Goldberg concludes: Americans cannot make Middle Easterners do what is in America’s best interest....A first step in restoring America’s influence in the Middle East is to accept with humility the notion that America—like Britain before it—cannot organize the region according to its own interests.
Good advice, that--but not likely to be taken by the next adminstration, or either party.
Just for fun, Goldberg maps the following possible changes:
Sunni Republic of Iraq
Shiite Islamic State of Iraq
Kurdistan
Turkey (abbreviated)
Greater Azerbaijan (at the expense of Persia)
Greater Syria (so long, Lebanon)
The Alawite Republic (for the House of Asad)
Hezbollahistan
Israel
Islamic Emirate of Gaza
Druzistan
Greater Jordan (West Bank reattached)
Bedouin Autonomous Zone
Sudan
New Sudan (Christian)
Greater Yemen
Islamic Holy State of Al-Hijaz
Arabia
Khuzistan (carved out of Pakistan)
Persia (shifted eastward)
Baluchistan
Pashtunistan
Pakistan
Kashmir
3 comments:
Sunni Republic of Iraq
Shiite Islamic State of Iraq
Kurdistan
Turkey (abbreviated)
A peacefully negotiated land-for-people exchange to create the above four changes is the only hope of avoiding even more bloodshed in Mesopotamia and even more regional instability.

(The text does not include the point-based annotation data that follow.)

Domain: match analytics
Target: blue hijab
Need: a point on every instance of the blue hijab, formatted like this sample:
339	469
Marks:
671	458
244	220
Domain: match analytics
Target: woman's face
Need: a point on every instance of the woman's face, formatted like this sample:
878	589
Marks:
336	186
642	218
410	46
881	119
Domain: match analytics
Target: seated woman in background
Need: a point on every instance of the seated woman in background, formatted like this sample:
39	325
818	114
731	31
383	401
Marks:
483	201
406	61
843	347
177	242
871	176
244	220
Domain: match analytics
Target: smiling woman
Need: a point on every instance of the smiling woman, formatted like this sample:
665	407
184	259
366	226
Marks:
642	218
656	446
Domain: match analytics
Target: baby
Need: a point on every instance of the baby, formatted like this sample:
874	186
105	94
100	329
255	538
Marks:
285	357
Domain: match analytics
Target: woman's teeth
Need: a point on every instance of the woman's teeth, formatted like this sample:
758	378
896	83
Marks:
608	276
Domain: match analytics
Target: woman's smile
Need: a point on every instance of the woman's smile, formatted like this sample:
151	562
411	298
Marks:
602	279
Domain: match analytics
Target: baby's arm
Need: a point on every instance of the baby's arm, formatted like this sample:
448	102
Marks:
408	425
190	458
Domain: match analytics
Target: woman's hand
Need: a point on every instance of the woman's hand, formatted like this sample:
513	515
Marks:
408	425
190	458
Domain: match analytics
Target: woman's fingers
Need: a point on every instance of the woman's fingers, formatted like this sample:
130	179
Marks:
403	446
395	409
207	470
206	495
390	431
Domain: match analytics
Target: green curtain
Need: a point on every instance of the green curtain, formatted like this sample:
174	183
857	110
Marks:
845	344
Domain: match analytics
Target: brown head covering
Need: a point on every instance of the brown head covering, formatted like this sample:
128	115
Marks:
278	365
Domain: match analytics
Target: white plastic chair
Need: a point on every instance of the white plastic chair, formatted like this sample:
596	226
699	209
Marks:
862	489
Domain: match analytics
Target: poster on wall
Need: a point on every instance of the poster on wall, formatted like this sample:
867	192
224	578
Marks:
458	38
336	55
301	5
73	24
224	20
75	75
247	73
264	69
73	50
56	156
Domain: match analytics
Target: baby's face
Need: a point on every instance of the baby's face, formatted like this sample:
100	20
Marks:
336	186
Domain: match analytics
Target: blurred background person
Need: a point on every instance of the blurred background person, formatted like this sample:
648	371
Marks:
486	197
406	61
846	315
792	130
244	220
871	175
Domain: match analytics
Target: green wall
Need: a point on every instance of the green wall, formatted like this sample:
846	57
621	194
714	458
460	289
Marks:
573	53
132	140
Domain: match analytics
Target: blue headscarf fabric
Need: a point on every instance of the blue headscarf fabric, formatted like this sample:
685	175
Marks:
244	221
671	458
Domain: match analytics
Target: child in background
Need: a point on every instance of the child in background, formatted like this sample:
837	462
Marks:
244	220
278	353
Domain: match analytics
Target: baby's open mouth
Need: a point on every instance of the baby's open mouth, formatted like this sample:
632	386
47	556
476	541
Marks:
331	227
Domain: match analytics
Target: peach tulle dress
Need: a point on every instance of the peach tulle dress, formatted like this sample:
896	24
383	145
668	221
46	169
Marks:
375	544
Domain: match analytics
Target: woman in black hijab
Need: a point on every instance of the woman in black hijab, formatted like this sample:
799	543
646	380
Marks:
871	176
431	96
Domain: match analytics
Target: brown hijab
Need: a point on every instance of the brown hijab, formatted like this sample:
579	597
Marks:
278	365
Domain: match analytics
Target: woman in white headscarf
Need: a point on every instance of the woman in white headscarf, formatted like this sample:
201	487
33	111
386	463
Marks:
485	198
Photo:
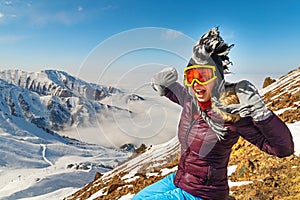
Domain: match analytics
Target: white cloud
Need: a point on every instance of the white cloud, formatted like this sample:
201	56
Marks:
170	34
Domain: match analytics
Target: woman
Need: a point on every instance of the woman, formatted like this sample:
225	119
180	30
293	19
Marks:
214	116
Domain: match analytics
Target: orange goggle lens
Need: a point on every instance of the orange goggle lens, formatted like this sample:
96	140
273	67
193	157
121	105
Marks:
202	74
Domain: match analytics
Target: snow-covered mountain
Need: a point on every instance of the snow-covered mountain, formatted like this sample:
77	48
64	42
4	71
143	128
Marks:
159	160
52	99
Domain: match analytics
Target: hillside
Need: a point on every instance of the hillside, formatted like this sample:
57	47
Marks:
255	175
36	157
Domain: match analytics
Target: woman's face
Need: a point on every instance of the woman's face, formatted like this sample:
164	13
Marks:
203	92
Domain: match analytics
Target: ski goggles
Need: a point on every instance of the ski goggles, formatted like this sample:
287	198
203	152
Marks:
202	74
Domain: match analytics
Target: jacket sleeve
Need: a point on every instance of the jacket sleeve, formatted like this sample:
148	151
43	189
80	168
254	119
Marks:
176	93
270	135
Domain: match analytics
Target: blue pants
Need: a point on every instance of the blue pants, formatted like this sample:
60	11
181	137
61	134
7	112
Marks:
163	190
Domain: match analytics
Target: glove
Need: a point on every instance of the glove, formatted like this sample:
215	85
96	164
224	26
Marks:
251	103
163	79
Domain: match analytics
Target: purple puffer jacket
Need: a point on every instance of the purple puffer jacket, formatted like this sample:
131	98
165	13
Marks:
202	169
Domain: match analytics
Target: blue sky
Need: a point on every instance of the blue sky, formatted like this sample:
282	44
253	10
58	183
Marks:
62	34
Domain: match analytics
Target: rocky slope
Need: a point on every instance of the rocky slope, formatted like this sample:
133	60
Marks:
53	100
272	178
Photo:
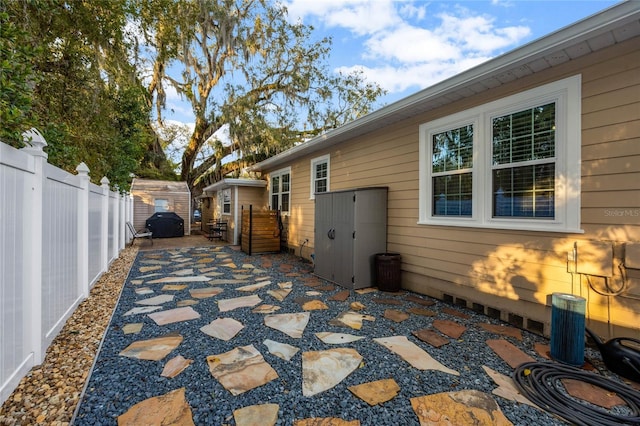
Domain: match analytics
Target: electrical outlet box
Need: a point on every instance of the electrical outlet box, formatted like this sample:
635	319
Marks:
594	258
632	255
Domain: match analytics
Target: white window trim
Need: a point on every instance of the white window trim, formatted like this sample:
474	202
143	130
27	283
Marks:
312	169
567	95
222	203
280	172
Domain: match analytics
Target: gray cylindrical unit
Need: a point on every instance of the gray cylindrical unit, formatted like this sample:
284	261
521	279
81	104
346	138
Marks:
567	328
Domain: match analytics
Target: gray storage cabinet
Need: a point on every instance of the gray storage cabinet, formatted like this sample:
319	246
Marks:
350	229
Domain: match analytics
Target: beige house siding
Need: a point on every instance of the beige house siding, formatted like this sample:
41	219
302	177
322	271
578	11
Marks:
146	191
505	273
245	196
243	192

Of course, the Turks would probably be given EU membership (much to Greece's chagrin) in exchange for giving up Turf, and Iran would have to agree to permanent military bases in Shiite Iraq. But, all things considered . . . .
Bushistan?
Georgia? (Oh, that's already taken!)
I don't think there can be such a thing as a peaceful land-for-people exchange. People have roots not just in their ethnicity, but where they live. How would you like it if someone came and told you "ok, all the Irish Americans (or fill in your ethnicity) are going to live in North Dakota from now on, so get going"?